This American Debacle

The outstanding reporting (and show tune!) by Planet Money, This American Life, and ProPublica is not getting enough attention. Their recent report on Magnetar’s role in the financial crisis is incredibly revealing. It explains how the CDO market grew so big despite the clear dangers.

In late 2005, the booming U.S. housing market seemed to be slowing. The Federal Reserve had begun raising interest rates. Subprime mortgage company shares were falling. Investors began to balk at buying complex mortgage securities. The housing bubble, which had propelled a historic growth in home prices, seemed poised to deflate. And if it had, the great financial crisis of 2008, which produced the Great Recession of 2008-09, might have come sooner and been less severe.

At just that moment, a few savvy financial engineers at a suburban Chicago hedge fund helped revive the Wall Street money machine, spawning billions of dollars of securities ultimately backed by home mortgages. …

According to bankers and others involved, the Magnetar Trade worked this way: The hedge fund bought the riskiest portion of a kind of securities known as collateralized debt obligations — CDOs. If housing prices kept rising, this would provide a solid return for many years. But that’s not what hedge funds are after. They want outsized gains, the sooner the better, and Magnetar set itself up for a huge win: It placed bets that portions of its own deals would fail. …

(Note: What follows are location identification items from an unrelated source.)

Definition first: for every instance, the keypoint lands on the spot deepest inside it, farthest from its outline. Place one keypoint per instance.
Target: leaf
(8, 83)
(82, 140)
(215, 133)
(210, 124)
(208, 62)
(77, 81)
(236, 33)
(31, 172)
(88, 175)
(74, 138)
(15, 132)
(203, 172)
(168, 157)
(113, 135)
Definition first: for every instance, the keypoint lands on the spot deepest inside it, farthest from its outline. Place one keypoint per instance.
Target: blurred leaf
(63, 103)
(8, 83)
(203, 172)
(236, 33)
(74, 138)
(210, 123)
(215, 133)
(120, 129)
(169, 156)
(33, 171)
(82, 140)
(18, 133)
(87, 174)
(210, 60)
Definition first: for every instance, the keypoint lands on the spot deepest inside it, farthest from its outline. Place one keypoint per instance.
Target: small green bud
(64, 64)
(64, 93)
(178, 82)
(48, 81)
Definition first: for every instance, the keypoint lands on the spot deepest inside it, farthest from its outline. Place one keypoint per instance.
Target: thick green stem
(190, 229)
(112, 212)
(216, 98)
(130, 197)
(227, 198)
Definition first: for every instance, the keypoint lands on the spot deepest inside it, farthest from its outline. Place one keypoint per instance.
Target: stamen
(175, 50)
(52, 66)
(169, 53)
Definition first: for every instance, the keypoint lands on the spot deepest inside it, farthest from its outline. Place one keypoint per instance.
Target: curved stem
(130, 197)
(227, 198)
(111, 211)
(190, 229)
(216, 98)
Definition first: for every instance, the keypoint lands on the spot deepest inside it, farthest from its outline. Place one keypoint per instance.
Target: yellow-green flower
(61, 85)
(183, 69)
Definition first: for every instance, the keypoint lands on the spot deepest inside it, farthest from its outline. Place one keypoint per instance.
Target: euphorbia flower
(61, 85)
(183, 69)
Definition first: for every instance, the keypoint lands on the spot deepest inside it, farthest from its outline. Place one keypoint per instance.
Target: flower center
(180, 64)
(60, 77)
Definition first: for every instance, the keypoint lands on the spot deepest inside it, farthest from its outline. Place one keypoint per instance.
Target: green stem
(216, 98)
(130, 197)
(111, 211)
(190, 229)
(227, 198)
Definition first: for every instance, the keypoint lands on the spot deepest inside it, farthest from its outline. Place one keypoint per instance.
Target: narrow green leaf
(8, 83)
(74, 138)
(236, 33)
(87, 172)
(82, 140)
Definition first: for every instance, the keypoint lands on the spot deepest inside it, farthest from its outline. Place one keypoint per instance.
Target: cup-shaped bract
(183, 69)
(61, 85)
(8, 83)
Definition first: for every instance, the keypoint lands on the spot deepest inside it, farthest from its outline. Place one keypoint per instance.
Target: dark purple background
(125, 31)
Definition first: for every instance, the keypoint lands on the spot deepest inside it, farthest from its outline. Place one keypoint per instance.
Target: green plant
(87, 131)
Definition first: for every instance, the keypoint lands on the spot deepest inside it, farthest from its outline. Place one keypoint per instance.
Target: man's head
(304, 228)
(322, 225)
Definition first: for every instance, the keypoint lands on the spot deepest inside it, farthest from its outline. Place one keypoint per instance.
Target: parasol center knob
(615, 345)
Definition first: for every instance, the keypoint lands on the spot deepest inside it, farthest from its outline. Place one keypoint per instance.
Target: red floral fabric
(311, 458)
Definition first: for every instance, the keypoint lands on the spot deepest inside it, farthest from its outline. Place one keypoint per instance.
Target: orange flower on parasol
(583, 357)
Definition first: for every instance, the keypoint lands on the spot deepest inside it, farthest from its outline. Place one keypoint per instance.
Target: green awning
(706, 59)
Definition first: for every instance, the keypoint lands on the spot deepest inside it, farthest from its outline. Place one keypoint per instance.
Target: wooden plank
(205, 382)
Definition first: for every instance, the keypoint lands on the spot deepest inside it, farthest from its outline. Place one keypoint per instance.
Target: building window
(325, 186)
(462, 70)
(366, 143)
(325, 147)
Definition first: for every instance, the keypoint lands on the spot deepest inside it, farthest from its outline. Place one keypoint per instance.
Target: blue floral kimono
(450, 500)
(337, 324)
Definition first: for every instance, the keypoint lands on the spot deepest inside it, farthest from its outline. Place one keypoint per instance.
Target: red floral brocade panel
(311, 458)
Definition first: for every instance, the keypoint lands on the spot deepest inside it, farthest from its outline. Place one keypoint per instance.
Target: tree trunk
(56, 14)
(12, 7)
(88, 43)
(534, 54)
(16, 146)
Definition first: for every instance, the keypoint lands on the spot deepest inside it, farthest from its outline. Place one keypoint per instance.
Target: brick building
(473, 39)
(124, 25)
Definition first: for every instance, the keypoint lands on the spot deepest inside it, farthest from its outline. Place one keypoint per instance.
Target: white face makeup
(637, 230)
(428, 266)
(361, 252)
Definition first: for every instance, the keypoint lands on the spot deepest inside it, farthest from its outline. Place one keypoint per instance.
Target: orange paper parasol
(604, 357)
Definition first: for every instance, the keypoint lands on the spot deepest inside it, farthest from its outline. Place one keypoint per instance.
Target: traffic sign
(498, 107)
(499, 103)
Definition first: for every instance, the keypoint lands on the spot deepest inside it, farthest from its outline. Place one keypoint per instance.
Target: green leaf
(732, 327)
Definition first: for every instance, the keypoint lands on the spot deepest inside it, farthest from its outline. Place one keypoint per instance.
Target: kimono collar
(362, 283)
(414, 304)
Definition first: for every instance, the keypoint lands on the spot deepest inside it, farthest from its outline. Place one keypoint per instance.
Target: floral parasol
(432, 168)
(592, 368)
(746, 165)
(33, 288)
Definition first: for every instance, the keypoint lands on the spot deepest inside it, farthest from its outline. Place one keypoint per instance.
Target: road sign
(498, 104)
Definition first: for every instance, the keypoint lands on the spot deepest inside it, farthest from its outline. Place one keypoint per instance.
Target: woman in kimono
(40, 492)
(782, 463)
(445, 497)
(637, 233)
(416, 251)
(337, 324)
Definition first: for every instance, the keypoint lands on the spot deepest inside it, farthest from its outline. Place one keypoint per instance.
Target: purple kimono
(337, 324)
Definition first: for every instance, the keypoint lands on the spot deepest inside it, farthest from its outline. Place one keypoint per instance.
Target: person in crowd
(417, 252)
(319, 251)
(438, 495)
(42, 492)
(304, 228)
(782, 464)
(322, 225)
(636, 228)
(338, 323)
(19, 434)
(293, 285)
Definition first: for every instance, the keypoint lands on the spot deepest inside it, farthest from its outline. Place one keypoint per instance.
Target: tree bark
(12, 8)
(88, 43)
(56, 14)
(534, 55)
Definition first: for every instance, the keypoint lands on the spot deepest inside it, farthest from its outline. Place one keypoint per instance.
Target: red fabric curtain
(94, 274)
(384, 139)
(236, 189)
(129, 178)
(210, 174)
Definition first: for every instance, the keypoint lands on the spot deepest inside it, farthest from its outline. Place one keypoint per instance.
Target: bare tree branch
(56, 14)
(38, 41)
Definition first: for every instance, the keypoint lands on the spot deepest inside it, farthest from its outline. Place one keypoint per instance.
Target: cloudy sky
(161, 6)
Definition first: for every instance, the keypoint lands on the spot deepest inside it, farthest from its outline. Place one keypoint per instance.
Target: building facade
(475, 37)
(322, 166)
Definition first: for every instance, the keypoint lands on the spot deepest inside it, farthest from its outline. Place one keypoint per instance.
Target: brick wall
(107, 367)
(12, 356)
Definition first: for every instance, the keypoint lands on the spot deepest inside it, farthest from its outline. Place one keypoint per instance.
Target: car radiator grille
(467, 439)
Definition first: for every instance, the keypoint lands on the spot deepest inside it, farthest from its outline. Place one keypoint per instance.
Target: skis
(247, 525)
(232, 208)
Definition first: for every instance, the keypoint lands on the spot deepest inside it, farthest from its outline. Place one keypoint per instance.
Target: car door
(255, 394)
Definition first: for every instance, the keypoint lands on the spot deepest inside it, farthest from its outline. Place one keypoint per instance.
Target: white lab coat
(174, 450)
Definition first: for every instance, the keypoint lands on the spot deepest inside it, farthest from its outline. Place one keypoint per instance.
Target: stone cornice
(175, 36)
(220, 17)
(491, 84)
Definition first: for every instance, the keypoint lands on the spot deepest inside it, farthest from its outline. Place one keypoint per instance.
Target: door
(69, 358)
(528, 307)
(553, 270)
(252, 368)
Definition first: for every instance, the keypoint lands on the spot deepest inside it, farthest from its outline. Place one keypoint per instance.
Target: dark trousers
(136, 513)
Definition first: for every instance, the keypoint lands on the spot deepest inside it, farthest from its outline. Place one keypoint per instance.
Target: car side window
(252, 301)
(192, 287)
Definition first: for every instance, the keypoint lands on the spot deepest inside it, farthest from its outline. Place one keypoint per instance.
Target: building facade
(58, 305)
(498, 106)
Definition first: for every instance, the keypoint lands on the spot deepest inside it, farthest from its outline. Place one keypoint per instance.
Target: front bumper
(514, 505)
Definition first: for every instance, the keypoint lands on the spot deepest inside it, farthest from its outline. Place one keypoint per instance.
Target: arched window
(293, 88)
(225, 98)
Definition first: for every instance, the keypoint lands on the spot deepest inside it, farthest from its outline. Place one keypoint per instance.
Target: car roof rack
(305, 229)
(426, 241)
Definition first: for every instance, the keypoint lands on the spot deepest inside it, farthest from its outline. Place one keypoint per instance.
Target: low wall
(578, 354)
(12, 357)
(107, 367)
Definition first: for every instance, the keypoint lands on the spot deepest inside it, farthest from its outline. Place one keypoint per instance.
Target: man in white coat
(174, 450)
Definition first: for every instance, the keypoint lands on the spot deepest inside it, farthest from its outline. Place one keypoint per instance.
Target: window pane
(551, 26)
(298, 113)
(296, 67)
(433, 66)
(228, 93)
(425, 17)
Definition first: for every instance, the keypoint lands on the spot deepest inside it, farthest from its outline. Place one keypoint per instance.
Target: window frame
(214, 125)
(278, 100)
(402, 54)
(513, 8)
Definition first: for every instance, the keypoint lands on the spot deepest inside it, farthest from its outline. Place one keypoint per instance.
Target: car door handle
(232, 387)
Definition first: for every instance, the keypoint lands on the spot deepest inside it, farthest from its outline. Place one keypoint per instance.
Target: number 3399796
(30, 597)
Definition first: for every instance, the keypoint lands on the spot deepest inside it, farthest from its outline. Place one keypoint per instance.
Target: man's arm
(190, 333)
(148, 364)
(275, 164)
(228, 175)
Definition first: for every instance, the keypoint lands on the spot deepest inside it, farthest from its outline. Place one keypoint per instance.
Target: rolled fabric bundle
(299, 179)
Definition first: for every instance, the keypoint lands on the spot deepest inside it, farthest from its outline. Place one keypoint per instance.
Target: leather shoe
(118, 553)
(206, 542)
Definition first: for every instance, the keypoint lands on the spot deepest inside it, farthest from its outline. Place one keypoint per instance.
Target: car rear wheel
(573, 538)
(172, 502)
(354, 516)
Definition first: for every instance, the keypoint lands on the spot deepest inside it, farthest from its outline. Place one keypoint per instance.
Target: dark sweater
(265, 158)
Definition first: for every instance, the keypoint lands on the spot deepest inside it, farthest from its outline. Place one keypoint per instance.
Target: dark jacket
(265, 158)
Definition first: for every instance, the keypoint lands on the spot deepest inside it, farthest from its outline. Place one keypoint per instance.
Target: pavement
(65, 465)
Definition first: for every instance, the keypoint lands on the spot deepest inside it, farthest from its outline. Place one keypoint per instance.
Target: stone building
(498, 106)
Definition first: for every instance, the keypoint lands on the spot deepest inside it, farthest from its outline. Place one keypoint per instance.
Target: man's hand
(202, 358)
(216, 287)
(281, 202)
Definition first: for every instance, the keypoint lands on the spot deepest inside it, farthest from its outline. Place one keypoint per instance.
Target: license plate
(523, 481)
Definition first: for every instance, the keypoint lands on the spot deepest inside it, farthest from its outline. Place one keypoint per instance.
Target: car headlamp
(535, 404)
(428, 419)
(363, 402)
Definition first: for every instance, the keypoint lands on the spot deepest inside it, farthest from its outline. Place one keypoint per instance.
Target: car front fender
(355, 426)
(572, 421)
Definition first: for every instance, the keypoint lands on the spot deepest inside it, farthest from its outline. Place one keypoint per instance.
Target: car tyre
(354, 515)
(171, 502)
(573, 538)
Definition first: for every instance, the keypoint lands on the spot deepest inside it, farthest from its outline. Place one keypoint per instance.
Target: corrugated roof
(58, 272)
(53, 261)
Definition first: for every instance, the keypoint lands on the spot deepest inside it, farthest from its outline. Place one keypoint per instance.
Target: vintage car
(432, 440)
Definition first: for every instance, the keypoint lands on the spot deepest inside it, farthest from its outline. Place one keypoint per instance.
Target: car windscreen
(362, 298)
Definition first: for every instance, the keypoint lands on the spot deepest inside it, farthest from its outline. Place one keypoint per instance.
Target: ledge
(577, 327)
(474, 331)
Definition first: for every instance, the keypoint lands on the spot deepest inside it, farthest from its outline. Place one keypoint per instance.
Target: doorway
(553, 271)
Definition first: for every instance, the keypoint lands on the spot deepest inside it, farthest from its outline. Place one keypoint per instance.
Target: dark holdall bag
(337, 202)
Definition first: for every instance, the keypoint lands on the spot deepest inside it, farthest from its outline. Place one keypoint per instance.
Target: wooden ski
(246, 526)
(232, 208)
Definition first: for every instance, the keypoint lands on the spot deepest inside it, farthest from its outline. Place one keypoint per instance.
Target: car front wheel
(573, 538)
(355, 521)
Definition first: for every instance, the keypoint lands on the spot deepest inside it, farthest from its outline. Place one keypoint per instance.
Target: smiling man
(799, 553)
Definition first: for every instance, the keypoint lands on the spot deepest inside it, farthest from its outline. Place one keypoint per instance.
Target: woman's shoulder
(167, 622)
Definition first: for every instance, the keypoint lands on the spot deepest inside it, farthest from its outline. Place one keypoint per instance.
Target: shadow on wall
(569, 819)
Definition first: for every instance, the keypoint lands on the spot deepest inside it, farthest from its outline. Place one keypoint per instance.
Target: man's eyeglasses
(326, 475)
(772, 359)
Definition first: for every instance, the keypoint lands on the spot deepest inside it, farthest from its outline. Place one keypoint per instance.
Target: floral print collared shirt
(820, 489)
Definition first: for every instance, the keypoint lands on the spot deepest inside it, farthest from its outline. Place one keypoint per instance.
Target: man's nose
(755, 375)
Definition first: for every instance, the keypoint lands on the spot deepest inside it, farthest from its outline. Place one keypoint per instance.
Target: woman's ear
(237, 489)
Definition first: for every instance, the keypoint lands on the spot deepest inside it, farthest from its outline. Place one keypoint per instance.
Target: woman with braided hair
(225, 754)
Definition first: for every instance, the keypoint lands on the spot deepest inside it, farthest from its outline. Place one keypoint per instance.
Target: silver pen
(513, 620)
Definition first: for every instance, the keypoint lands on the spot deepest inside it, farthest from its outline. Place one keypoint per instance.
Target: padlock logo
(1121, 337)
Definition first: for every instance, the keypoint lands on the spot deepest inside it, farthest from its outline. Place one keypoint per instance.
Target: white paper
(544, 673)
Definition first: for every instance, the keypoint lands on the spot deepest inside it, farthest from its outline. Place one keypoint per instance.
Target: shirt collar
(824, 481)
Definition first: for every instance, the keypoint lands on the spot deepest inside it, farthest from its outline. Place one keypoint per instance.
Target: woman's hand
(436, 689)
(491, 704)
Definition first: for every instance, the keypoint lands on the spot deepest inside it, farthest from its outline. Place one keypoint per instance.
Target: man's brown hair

From what we’ve learned, there was nothing illegal in what Magnetar did; it was playing by the rules in place at the time. And the hedge fund didn’t cause the housing bubble or the financial crisis. But the Magnetar Trade does illustrate the perverse incentives and reckless behavior that characterized the last days of the boom.

I actually like that Magnetar exploited a market inefficiency. I don’t like that it contributed to the re-inflation (or further inflation) of a bubble. An increase in short selling (which is essentially what Magnetar was doing) is a signal of overpriced assets. The problem here is that the signal was not getting through. Instead of being amplified by increased short selling incentives were to muffle it by lack of transparency, disclosure, and financial instrument complexity. That I do not like.

It isn’t likely Magnetar was the only player in this game. The SEC says Goldman Sachs was in on it too.